Racism has virtually no support from science.  The physical differences that separate one human racial group from another are of no more consequence than the color of one's eyes.  To focus on such superficial things as what separates the human race into certain "boxes" called races is to reveal profound ignorance about the human species.  If you decide to separate folks in such highly artificial boxes, you will find, perhaps, very small differences between the people in those boxes, but they are really of no consequence.  If women, on the average, are shorter than men, this doesn't mean that it's not possible for some women to be taller than some men.  If black men, on the average, are faster runners than white men, this doesn't mean that it's not possible for some white men to be faster than some black men.  It's time to move beyond ignorant stereotypes and recognize that all of us are essentially the same.  When you know nothing more about a person than their "race" you essentially know nothing meaningful about that person.  Get to know the person and then you can decide what sort of person they are if you wish.

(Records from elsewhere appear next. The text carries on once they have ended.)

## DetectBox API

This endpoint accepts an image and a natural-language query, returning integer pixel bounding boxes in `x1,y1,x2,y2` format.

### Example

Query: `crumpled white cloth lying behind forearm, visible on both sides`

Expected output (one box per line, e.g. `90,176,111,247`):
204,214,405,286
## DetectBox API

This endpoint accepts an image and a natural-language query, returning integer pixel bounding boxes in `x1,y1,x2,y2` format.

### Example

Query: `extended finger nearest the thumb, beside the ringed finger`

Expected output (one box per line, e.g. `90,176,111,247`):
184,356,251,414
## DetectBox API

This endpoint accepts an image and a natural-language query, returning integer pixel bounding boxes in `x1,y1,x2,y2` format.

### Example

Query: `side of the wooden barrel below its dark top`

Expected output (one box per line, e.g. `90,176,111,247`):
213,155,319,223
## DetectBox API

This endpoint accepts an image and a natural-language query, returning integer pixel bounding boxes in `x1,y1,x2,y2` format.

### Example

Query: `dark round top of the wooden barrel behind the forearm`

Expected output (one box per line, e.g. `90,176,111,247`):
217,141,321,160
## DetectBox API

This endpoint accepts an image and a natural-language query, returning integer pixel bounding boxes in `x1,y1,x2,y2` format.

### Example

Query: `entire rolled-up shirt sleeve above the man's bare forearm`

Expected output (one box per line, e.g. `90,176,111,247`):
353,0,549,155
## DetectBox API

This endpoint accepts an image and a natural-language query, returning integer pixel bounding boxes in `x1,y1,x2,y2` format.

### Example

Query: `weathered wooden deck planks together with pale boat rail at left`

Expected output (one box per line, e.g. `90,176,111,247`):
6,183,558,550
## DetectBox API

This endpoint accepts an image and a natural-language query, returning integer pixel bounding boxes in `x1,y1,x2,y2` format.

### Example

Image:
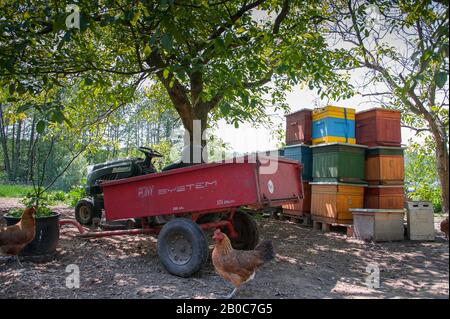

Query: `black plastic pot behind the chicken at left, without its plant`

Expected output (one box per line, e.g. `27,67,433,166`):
3,212,60,256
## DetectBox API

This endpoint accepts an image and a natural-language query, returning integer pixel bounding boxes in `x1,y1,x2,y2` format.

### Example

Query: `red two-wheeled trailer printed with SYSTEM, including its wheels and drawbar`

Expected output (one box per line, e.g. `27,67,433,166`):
63,156,303,277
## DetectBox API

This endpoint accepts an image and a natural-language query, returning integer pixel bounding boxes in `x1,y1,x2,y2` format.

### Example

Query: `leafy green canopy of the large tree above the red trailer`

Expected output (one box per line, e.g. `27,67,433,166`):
0,0,351,140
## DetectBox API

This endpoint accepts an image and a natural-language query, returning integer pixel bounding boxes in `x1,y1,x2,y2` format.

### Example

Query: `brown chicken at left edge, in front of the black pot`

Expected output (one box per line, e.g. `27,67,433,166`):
0,207,36,266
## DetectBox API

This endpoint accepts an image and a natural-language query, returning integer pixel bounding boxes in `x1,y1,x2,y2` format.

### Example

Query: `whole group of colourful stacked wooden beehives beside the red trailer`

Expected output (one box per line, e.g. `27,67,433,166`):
283,106,404,228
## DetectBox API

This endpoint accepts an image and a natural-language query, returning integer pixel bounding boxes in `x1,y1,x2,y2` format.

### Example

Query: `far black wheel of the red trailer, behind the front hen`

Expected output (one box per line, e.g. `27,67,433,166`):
223,210,259,250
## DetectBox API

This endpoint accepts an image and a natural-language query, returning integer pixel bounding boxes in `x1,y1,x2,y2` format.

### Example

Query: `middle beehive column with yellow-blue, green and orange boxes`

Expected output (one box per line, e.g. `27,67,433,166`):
310,106,367,228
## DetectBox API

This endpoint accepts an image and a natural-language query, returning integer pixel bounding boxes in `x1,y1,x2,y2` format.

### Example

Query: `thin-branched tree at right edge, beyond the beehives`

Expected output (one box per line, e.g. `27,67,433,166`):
329,0,449,213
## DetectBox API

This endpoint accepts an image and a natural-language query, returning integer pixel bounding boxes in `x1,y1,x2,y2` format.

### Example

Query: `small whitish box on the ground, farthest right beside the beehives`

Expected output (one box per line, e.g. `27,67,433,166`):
406,202,436,240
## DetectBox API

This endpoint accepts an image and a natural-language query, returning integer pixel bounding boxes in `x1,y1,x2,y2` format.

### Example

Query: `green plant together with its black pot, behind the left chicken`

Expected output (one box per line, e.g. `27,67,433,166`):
4,189,60,257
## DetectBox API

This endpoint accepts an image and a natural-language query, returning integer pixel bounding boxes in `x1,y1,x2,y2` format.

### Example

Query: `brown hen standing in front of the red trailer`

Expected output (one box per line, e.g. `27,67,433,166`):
212,229,275,298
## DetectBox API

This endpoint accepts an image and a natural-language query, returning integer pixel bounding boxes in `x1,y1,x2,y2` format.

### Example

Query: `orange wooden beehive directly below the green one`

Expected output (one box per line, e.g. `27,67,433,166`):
311,182,366,224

The number of bigots participating in the demonstrations and violence represents only a fraction of the total.  No child is born a racist.  The young white participants in the neo-Nazi/KKK-type demonstration of bigotry in Charlottesville likely learned their hatred from their parents, either directly or through the intermediary of their friends.  The sad fact is that many of the parents of those white supremacists would be proud of the horrible actions of their children!
 
I hope that this awful event becomes a turning point in a denial of the validity of racism by the vast majority of Americans.  I want this to be the moment in history when we turn the corner on stereotyping and vitriol directed at those of us who live within different "boxes".  The stakes are very high; the future of the human species could well be threatened if we can't overcome this legacy of evil.

2 comments:

Peter Felknor said...

Yes.

Chuck Doswell said...

Postscript:

It's been pointed out to me that anti-Semitic bigotry (a big part of Nazi and neo-Nazi ideology) is not about skin color, but rather it's about religion. I'm an atheist and we atheists are sometimes discriminated against and widely hated and distrusted. Religion can also be an excuse for bigotry that is not focused on genetics. Nevertheless, it's in the same league as genetically-based racism. Many muslims and xtians spew anti-Semitism. Further, many Muslims and xtians hate each other, as well. Religion can create a torrent of bigotry.